Before reaching the United States, Irma smashed through a string of Caribbean islands from tiny Barbuda on Wednesday, to the tropical paradises of Saint Barthelemy and Saint Martin, the US Virgin Islands, Puerto Rico, the Dominican Republic, Haiti and the Turks and Caicos.
Terrified Cubans who rode out Irma in coastal towns -- after it made landfall Friday on the Camaguey archipelago as a maximum-strength Category Five storm -- reported "deafening" winds, uprooted trees and power lines, and blown rooftops.
There were no immediate reports of casualties in Cuba but it caused significant damage, and enormous waves lashed the Malecon, Havana's emblematic seafront, with seawaters penetrating deep into the capital.

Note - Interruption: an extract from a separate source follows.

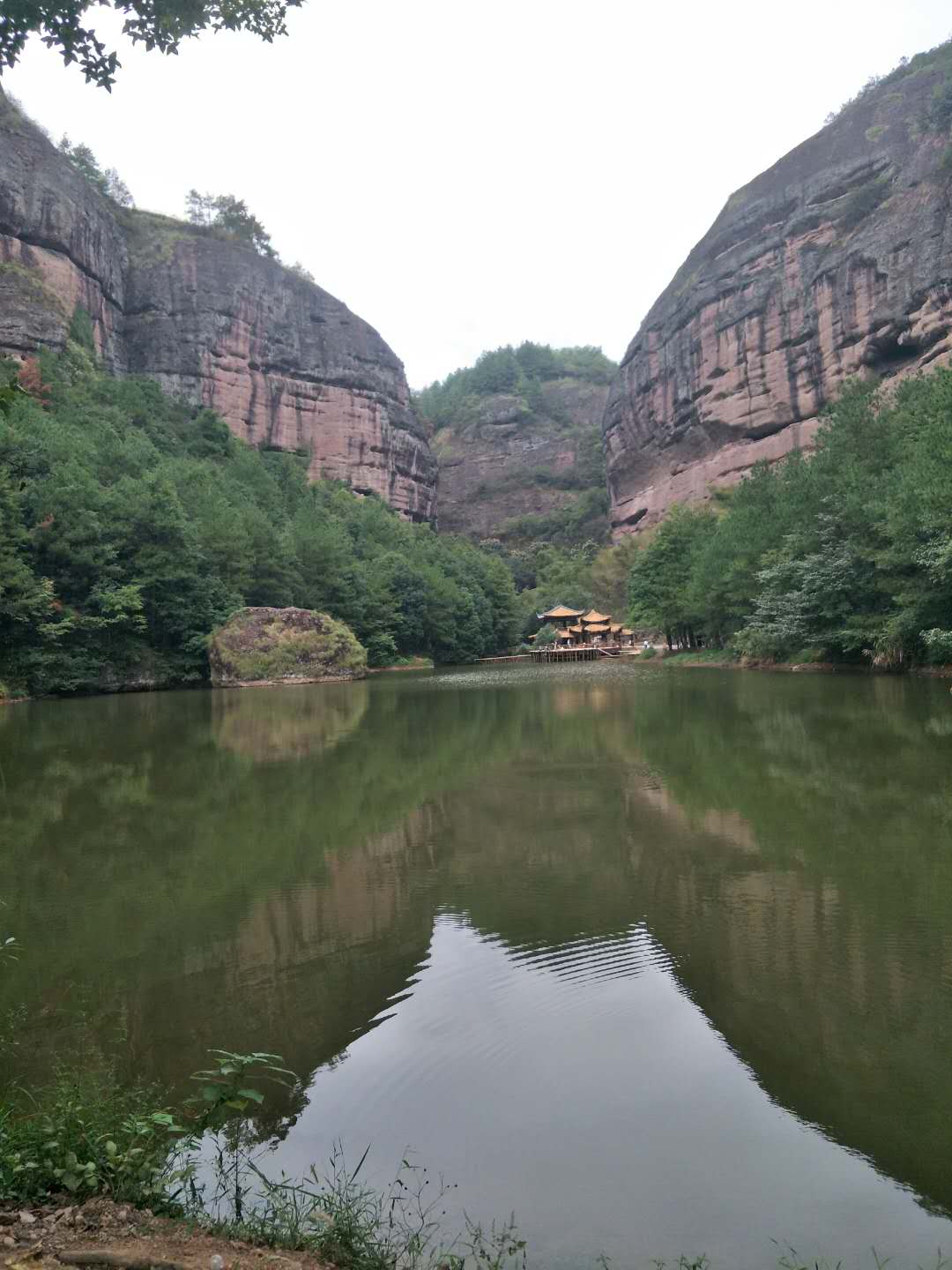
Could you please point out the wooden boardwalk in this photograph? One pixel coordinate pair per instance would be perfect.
(555, 654)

Residents in the old colonial city were waist-deep in floodwaters after Irma cut power and forced the evacuation of more than a million people.
Storm surge, tornado risk
Irma is so wide that authorities faced destructive storm surges on both coasts of Florida and the Keys as it follows a path north toward Georgia.
Businesses on both Florida coasts were shuttered while Miami airport was closed and not expected to reopen until Tuesday.
MacDill Air Force Base in Tampa, the military installation home to US Central Command, issued mandatory evacuation orders ahead of the storm's passage early Monday, while the Kennedy Space Center on the east coast was also closed.